1-[N-(2-nitrophenyl)-N-cyclohexylcarbonyl-2-amino-ethyl] -4-(2-methoxyphenyl)-piperazine-N4-oxide,

1-[N-(2-nitrophenyl)-N-cyclohexylcarbonyl-2-amino-ethyl] -4-(2-methoxyphenyl)-piperazine-N1N4-dioxide,

1-[N-(2-nitrophenyl)-N-(3-fullcarbon)-2-amino-ethyl] -4-(2-methoxyphenyl)-piperazine,

1-[N-{ 2-nitrophenyl)-N-(2-fullcarbon)-2-amino-ethyl] -4-(2-methoxyphenyl)-piperazine,

1-[N-(2-nitrophenyl)-N-(2-thienylboronic)-2-amino-ethyl] -4-(2-methoxyphenyl)-piperazine,

1-[N-(2-nitrophenyl)-N-(3-thienylboronic)-2-amino-ethyl] -4-(2-methoxyphenyl)-piperazine,

1-[N-(2-nitrophenyl)-N-(4-pyridylcarbonyl)-2-amino-ethyl)-4-(2-methoxyphenyl)-piperazine,

1-[N-(2-nitrophenyl)-N-(3-pyridylcarbonyl)-2-amino-ethyl] -4-(2-methoxyphenyl)-piperazine,

1-[N-(2-nitrophenyl)-N-(2-pyrazinecarboxamide)-2-amino-ethyl]-4-(2-methoxyphenyl)-piperazine,

1-[N-(2-nitrophenyl)-N-(1-methylcyclohexylamine)-2-amino-ethyl]-4-(2-methoxyphenyl)-piperazine,

1-[N-(2-nitrophenyl)-N-(1-phenylcyclohexylamine)-2-amino-ethyl]-4-(2-methoxyphenyl)-piperazine,

1-[N-[2-(2,2,2-cryptonetx arbonyl-2-amino-ethyl] -4-(2-methoxyphenyl)-piperazine,

1-[N-(2-nitrophenyl)-N-cyclohexylcarbonyl-1-amino-2-propyl] -4-(2-methoxyphenyl)-piperazine,

or its enantiomer, N-oxide, hydrate or pharmaceutically acceptable salt.
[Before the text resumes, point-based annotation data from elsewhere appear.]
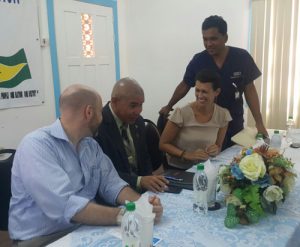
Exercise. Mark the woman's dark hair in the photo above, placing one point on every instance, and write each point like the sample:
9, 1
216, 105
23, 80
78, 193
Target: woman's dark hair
209, 76
217, 22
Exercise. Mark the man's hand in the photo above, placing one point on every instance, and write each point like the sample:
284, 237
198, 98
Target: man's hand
157, 207
165, 110
199, 154
154, 183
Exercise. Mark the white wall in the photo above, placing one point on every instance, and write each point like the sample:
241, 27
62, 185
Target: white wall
159, 37
16, 122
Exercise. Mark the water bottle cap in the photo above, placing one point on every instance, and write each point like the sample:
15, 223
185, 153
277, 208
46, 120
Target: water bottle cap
259, 135
200, 167
130, 206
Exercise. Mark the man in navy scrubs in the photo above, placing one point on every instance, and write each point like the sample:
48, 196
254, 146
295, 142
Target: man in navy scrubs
237, 70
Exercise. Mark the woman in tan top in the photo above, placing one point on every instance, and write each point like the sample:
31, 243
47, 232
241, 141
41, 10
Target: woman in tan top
196, 131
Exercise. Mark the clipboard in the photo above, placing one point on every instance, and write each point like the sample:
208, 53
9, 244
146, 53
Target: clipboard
185, 179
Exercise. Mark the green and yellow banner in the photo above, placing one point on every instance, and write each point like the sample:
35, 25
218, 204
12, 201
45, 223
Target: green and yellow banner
14, 70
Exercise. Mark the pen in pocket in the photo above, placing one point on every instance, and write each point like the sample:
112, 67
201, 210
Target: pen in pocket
174, 179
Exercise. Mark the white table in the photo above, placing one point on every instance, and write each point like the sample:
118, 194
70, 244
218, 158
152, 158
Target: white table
180, 226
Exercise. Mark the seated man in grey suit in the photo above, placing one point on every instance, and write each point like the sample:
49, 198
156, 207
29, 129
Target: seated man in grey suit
122, 137
59, 169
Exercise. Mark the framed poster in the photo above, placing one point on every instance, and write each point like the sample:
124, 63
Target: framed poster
21, 70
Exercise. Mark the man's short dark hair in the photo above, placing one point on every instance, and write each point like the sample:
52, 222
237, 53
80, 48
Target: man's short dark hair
217, 22
209, 76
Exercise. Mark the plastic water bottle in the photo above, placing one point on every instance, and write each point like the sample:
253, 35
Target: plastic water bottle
276, 140
130, 227
200, 190
290, 125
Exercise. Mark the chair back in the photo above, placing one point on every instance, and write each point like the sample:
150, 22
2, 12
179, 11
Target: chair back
152, 138
5, 189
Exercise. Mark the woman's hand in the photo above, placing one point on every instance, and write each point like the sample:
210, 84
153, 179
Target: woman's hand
198, 154
157, 207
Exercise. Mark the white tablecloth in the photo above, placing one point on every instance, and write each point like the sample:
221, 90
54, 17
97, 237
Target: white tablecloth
180, 226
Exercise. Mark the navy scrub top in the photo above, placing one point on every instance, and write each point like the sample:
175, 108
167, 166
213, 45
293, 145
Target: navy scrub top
238, 70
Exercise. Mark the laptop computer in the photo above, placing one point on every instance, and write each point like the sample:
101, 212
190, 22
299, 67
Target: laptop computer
180, 178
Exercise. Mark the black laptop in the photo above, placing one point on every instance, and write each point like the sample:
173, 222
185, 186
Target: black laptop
180, 178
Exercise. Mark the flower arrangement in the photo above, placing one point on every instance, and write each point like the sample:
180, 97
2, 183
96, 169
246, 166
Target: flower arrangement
255, 182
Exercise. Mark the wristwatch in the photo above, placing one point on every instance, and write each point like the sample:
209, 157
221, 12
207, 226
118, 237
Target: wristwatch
120, 215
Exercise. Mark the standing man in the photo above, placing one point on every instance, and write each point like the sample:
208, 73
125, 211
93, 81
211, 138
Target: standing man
237, 70
58, 170
123, 139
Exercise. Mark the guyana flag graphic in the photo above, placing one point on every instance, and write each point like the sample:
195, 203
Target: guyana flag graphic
14, 70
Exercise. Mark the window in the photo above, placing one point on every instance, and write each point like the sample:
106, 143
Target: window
275, 46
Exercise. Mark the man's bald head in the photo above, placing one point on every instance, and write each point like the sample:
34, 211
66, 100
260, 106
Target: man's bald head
127, 88
77, 96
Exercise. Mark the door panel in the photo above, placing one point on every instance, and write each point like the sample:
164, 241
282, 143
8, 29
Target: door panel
98, 71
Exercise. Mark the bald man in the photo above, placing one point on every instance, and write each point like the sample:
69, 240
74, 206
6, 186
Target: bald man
58, 170
122, 137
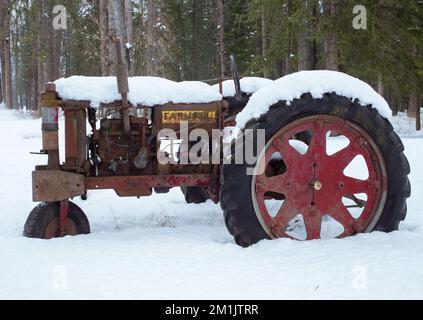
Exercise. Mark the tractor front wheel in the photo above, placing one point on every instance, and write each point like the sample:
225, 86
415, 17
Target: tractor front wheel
44, 221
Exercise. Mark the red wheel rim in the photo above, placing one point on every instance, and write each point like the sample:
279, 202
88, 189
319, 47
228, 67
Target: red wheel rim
313, 185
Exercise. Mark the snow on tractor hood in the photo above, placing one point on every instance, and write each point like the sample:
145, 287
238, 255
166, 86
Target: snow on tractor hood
317, 83
143, 91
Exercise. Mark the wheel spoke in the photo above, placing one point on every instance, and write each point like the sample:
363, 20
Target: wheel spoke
313, 224
276, 184
286, 213
343, 216
343, 158
289, 155
318, 142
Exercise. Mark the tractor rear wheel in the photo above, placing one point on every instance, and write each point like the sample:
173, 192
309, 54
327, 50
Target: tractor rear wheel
44, 221
350, 178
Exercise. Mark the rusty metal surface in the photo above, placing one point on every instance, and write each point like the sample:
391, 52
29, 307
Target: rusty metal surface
56, 185
204, 116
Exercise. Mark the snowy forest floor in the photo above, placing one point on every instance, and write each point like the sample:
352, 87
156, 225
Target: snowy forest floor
162, 248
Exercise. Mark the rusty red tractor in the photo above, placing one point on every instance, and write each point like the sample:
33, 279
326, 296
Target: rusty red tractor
121, 153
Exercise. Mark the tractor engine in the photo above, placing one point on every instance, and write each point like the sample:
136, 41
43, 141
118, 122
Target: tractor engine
121, 154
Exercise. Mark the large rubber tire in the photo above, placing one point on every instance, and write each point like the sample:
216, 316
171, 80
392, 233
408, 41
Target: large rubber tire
195, 195
42, 215
236, 192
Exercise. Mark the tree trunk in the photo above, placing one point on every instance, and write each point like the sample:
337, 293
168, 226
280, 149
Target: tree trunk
221, 12
330, 40
380, 89
303, 51
104, 34
39, 58
152, 65
54, 48
313, 24
264, 42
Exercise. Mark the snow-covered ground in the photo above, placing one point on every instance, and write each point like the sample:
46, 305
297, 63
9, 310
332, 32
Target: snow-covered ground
160, 247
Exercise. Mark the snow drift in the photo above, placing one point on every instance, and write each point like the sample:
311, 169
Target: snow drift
145, 91
317, 83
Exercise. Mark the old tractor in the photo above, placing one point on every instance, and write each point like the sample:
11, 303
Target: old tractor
296, 187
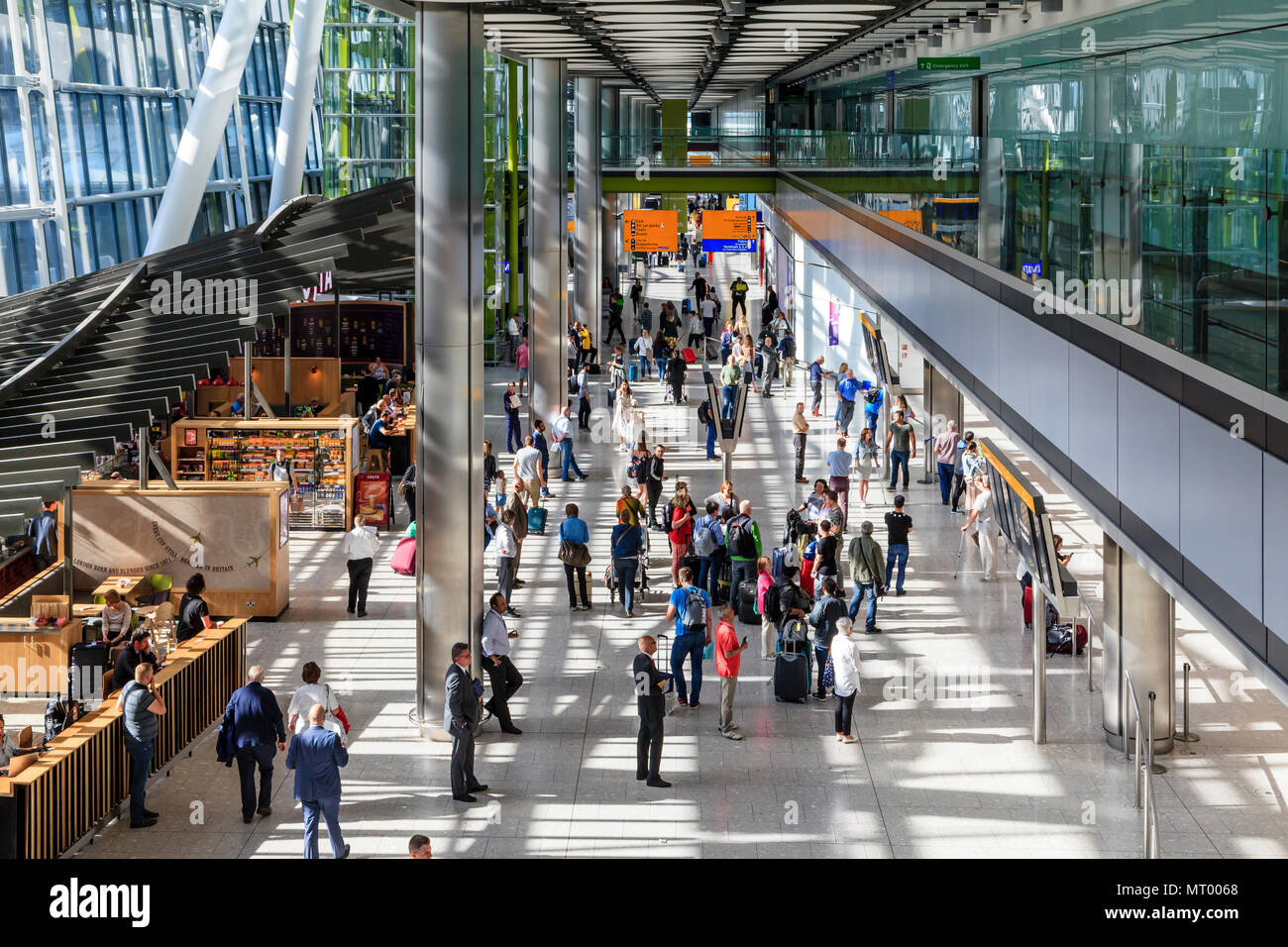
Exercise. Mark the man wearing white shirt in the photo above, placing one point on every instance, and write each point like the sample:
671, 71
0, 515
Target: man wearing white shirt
360, 548
529, 471
986, 528
644, 350
500, 669
562, 431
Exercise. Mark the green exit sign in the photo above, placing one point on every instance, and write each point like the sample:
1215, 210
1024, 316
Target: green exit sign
947, 63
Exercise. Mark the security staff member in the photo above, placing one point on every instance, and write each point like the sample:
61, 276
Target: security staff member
649, 694
738, 290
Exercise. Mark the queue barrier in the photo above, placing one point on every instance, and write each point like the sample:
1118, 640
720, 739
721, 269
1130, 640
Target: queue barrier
84, 776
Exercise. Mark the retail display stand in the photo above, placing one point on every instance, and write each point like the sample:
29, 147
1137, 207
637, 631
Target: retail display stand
321, 453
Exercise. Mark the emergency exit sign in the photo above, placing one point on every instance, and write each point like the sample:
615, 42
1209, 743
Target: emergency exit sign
947, 63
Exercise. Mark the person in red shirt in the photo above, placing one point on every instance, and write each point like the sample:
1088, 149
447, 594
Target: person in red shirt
682, 532
728, 661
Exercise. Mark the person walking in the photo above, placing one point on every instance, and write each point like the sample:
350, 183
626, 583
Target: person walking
867, 573
653, 483
728, 664
838, 476
575, 532
627, 544
651, 701
140, 706
506, 556
643, 350
901, 447
846, 667
256, 725
828, 608
898, 526
360, 548
501, 673
986, 527
463, 696
846, 390
708, 547
317, 755
742, 544
520, 364
690, 607
565, 440
513, 429
815, 385
528, 471
867, 459
800, 428
707, 418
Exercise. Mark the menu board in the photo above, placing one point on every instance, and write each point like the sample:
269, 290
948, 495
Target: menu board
649, 231
729, 231
362, 330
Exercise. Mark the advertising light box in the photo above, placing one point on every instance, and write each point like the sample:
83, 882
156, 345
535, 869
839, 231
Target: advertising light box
649, 231
729, 231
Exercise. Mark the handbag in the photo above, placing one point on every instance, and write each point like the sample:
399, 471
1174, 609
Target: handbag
576, 554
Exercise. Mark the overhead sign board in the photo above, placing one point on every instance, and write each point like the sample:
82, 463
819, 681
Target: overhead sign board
729, 231
649, 231
947, 63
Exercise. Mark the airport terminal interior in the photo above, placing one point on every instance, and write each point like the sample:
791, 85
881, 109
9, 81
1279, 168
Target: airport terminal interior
644, 429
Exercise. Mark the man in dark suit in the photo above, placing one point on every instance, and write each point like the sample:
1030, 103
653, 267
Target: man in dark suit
462, 719
316, 757
256, 722
651, 696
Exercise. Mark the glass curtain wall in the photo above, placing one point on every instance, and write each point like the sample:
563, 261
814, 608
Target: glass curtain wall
93, 99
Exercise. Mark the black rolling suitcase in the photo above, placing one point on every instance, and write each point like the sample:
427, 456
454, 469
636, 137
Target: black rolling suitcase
88, 669
747, 613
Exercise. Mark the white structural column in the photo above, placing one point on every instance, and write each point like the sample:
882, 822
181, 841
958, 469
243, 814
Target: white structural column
205, 129
587, 196
301, 75
449, 343
548, 237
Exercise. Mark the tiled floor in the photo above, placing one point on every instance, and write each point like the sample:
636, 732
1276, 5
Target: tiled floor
938, 774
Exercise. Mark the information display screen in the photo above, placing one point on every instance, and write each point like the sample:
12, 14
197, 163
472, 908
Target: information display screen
649, 231
729, 231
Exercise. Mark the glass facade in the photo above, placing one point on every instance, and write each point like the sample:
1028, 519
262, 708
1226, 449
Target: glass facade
93, 99
1144, 153
369, 97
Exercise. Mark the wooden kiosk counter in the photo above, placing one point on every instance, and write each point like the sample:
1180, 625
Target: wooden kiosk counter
322, 454
233, 534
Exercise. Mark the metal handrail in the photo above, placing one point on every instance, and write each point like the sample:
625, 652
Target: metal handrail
1144, 763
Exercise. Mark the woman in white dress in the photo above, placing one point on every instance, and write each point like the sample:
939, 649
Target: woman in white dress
867, 458
313, 692
621, 416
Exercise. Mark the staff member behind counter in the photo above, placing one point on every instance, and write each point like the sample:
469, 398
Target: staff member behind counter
193, 612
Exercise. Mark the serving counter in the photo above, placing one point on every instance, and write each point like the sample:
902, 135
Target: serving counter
85, 774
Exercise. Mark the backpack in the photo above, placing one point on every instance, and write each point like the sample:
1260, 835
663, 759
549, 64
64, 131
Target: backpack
695, 616
773, 603
703, 540
741, 543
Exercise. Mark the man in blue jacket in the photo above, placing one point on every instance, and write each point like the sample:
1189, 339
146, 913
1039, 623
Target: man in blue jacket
316, 757
256, 723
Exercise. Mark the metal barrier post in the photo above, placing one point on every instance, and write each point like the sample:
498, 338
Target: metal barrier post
1185, 736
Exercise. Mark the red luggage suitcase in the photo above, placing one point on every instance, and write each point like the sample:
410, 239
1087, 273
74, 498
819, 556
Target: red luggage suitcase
403, 561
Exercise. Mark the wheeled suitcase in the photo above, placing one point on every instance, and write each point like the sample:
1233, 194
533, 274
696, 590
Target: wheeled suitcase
88, 669
403, 561
747, 613
791, 678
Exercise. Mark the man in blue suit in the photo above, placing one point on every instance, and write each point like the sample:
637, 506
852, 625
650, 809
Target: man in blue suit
316, 757
256, 723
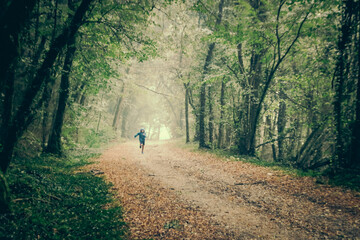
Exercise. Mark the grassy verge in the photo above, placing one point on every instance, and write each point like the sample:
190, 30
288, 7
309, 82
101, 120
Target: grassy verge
348, 178
53, 199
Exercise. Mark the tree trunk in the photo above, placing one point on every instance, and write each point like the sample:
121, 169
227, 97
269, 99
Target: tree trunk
344, 39
187, 113
355, 143
211, 118
281, 125
222, 114
12, 21
24, 114
54, 143
117, 110
124, 122
208, 59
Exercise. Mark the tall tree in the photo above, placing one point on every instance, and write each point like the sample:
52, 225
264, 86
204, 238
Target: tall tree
209, 56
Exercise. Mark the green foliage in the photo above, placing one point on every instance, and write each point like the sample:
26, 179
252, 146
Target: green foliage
349, 178
52, 199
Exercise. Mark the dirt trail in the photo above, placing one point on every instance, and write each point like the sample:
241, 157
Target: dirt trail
172, 193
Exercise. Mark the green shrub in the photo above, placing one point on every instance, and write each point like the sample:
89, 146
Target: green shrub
52, 199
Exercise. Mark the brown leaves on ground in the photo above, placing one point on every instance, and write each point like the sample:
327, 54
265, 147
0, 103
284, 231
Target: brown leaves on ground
151, 210
172, 193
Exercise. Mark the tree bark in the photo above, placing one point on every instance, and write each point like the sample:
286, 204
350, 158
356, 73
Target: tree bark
117, 110
187, 127
124, 122
211, 118
222, 114
54, 143
340, 78
209, 56
24, 114
281, 123
355, 143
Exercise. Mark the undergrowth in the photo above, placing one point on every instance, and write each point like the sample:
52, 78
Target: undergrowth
53, 199
349, 178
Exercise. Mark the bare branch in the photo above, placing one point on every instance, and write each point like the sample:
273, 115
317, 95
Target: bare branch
163, 94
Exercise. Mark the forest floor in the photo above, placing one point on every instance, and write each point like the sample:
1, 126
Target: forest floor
175, 193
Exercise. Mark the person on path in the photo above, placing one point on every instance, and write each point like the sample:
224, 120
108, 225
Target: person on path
142, 136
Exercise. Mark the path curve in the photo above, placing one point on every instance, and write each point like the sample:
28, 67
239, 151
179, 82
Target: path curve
173, 193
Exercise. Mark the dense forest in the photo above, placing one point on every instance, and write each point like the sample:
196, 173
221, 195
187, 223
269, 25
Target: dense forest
275, 79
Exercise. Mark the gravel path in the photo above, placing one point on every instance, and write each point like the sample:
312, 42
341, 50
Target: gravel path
173, 193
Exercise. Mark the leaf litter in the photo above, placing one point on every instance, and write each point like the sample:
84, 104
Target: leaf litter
172, 193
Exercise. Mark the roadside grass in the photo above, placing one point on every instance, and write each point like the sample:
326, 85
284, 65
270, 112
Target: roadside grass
349, 179
52, 198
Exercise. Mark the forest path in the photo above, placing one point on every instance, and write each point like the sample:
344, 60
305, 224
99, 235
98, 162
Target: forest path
174, 193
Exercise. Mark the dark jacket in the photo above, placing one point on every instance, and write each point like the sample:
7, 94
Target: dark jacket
142, 136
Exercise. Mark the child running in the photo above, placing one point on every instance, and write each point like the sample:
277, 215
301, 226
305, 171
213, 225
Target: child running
142, 137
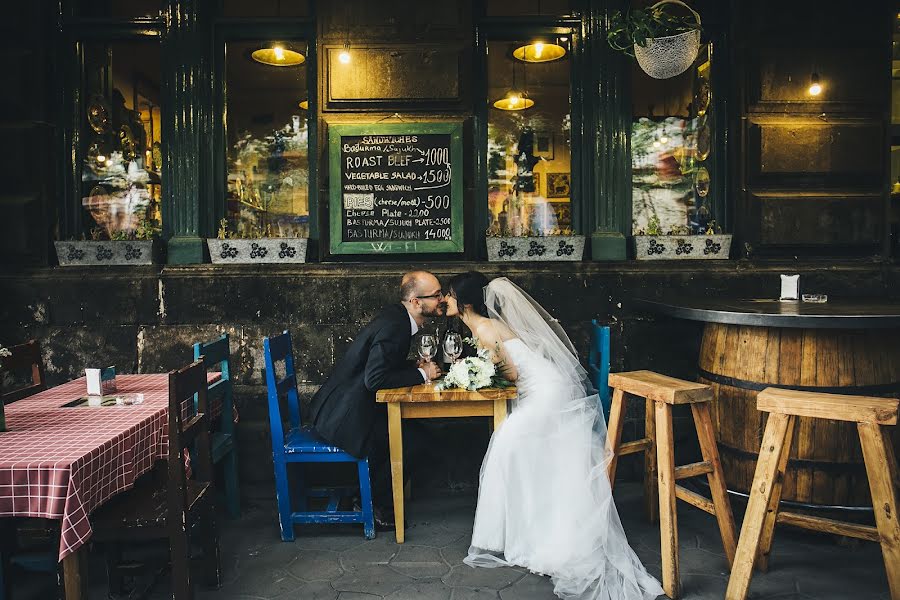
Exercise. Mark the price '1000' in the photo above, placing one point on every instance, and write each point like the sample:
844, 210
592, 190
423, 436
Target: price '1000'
437, 202
437, 156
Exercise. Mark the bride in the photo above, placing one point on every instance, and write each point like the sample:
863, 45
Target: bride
544, 502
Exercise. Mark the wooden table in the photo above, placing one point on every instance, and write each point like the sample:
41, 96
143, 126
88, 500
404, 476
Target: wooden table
424, 402
844, 346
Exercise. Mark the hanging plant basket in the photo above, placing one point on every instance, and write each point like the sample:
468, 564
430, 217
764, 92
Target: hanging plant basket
666, 56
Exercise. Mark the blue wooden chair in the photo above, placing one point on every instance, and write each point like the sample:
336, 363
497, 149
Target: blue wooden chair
598, 364
216, 356
301, 444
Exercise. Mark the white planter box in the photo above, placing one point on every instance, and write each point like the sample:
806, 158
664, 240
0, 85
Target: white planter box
677, 247
106, 252
257, 250
556, 247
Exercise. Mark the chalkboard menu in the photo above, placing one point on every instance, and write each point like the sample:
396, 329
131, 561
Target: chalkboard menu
395, 188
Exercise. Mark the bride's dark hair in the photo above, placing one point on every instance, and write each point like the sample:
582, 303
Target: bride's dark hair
468, 288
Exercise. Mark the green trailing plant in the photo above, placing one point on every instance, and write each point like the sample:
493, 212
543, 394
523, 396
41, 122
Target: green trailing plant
654, 228
147, 229
636, 26
223, 233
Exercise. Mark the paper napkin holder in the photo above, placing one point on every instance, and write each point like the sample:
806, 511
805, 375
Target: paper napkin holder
790, 287
101, 381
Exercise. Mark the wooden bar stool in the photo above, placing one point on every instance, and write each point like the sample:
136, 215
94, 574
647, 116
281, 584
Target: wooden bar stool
660, 473
784, 406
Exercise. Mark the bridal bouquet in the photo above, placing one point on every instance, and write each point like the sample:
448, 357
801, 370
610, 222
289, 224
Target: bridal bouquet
473, 372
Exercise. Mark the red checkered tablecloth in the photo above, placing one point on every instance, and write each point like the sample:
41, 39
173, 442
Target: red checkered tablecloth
62, 463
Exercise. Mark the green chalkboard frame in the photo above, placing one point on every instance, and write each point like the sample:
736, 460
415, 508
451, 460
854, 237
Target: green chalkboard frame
455, 244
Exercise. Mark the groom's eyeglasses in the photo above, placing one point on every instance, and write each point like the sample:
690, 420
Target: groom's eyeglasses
438, 294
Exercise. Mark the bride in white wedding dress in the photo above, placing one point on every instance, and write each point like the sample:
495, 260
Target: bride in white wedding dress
544, 502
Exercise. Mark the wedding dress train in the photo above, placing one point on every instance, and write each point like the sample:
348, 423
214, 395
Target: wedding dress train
544, 501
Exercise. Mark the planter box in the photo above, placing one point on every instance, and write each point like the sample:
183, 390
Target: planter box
257, 250
106, 252
676, 247
556, 247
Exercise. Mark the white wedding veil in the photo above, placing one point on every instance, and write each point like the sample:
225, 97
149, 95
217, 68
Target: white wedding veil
508, 304
544, 498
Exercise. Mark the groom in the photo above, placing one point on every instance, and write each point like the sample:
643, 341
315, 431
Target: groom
344, 411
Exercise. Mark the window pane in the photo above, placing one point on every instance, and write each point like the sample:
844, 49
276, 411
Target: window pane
265, 8
267, 143
119, 8
529, 157
121, 139
672, 156
513, 8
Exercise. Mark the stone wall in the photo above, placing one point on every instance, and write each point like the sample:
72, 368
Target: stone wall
146, 319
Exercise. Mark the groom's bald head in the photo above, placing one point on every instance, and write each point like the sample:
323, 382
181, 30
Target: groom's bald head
420, 293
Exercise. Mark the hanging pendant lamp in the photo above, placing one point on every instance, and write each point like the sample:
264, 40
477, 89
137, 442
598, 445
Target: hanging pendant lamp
278, 55
539, 51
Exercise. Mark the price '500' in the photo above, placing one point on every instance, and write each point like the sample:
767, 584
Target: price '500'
437, 202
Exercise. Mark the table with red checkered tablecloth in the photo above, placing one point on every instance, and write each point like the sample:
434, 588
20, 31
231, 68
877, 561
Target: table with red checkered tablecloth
62, 463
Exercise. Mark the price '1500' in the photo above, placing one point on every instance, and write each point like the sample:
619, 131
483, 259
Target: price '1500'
436, 176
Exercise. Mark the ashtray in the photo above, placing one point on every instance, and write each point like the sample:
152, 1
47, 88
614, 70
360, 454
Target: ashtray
815, 298
129, 399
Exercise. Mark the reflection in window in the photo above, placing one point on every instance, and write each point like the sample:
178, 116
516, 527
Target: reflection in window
121, 145
529, 150
671, 156
267, 143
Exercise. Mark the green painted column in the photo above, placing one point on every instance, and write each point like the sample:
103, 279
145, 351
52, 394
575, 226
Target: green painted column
610, 118
187, 127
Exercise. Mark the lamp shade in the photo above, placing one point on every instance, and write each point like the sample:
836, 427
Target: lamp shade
539, 51
278, 55
514, 101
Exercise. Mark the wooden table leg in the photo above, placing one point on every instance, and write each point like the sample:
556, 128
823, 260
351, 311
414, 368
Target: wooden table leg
395, 438
499, 413
75, 574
7. Pharmaceutical composition for treating neuromuscular dysfunction of the lower urinary tract of a mammal, characterized in that it contains a compound according to any one of the preceding paragraphs in a mixture with a pharmaceutically acceptable diluent or carrier.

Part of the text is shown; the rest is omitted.